Grand bien leur fasse. Je n’insiste pas. La recette cesse de m’intéresser.

Il est tard lorsque je m’endors. Mais, sous ma moustiquaire que secouent des rafales, je goûte un sommeil calme et reposant. J’ai retrouvé depuis peu la sensation d’euphorie dont m’avait momentanément privé la rude chaleur du Cameroun. Les satisfactions du voyageur sont simples. Elles empruntent directement à la nature la plupart de leurs éléments. Telles quelles, elles sont incomparables.

Le jour suivant, Je chasse deux heures le matin, autant l’après-midi, sans rien rencontrer que de très petites antilopes.
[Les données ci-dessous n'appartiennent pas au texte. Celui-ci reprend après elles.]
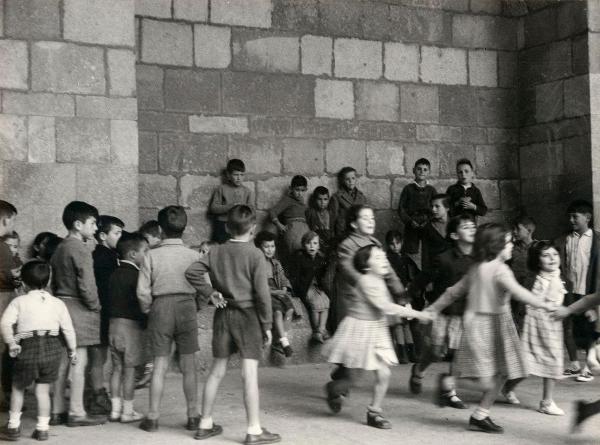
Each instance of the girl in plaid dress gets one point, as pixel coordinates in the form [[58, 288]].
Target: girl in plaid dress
[[490, 351]]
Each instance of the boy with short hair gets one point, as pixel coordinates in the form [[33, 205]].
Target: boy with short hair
[[465, 197], [170, 302], [227, 195], [414, 207], [127, 326], [74, 283], [239, 274]]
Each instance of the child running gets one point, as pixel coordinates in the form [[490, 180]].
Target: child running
[[362, 340], [490, 351]]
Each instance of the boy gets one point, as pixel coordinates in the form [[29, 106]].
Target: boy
[[446, 330], [30, 326], [73, 282], [127, 325], [106, 262], [579, 256], [464, 196], [169, 300], [239, 274], [414, 207], [227, 195]]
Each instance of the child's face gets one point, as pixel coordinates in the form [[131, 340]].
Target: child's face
[[549, 260], [365, 223], [464, 173], [268, 248]]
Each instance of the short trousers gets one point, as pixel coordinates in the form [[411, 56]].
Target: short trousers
[[127, 341], [173, 318], [237, 330]]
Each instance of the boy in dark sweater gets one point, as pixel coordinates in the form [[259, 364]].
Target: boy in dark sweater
[[240, 291]]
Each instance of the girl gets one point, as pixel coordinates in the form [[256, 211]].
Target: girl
[[308, 268], [490, 351], [346, 196], [363, 340]]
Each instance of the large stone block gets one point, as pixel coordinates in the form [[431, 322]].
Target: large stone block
[[192, 91], [385, 158], [260, 155], [41, 138], [401, 62], [317, 55], [31, 19], [13, 71], [252, 13], [419, 103], [343, 152], [13, 138], [73, 68], [265, 51], [195, 153], [167, 43], [109, 22], [40, 104], [334, 99], [106, 107], [377, 101], [303, 156], [82, 140], [121, 72], [149, 80], [212, 46], [443, 65], [356, 58]]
Je ne les tire pas, elles sont trop loin.

Une tornade nous inonde.

Le banc de sable où nous couchons est, de nouveau, infesté d’insectes. Je suis forcé de dîner dans ma moustiquaire, sur ma natte. La nuit, une hyène, dont les empreintes nous ont seules révélé la reconnaissance, est venue voir silencieusement, au milieu de notre campement même, s’il n’y avait pas quelque larcin à faire. C’est la vie de famille.
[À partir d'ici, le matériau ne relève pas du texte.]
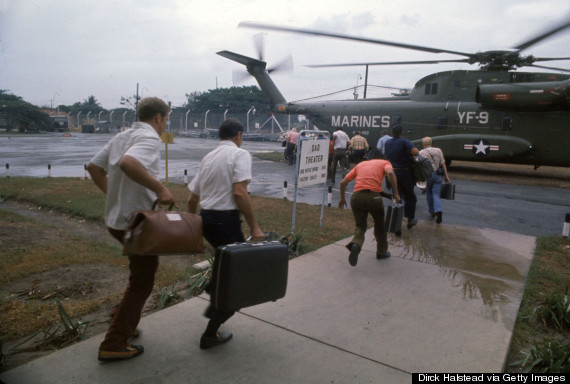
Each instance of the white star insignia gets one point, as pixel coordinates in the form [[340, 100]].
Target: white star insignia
[[481, 148]]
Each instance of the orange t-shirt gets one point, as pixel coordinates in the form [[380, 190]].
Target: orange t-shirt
[[369, 175]]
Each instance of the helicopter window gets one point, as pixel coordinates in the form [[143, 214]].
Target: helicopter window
[[434, 89], [431, 89], [441, 122], [507, 123]]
Je repars en chasse le matin de très bonne heure. Je prends une tortue amphibie, grosse comme les deux poings. Ses longues griffes, qui s’agitent volontiers d’une façon gênante, me décident bientôt à la relâcher. Peu après, comme je passe au pied d’un beau palmier deleb, une bruyante agitation se déclanche à la cime ; les feuilles remuent ; j’entends de multiples claquements. Je regarde ; je ne vois rien tout d’abord ; et c’est, soudain, l’envol d’une troupe de chauves-souris de la taille d’un gros pigeon. Elles étaient là, en attendant que revienne la nuit propice ; notre approche les a troublées. Elles tournent quelques instants, déployant leurs grandes ailes, puis elles reviennent les unes après les autres et s’accrochent de nouveau, rassurées. Un peu plus loin nous trouvons un petit abri formé de quelques feuilles de palmier que supportent, à un mètre du sol, des piquets rustiques ; dessous, un tas de cendres noirâtres ; près de ce tas, deux groupes de petits cônes gris, semblables à des pains de sucre grossiers ; c’est du sel de deleb, et voici l’atelier.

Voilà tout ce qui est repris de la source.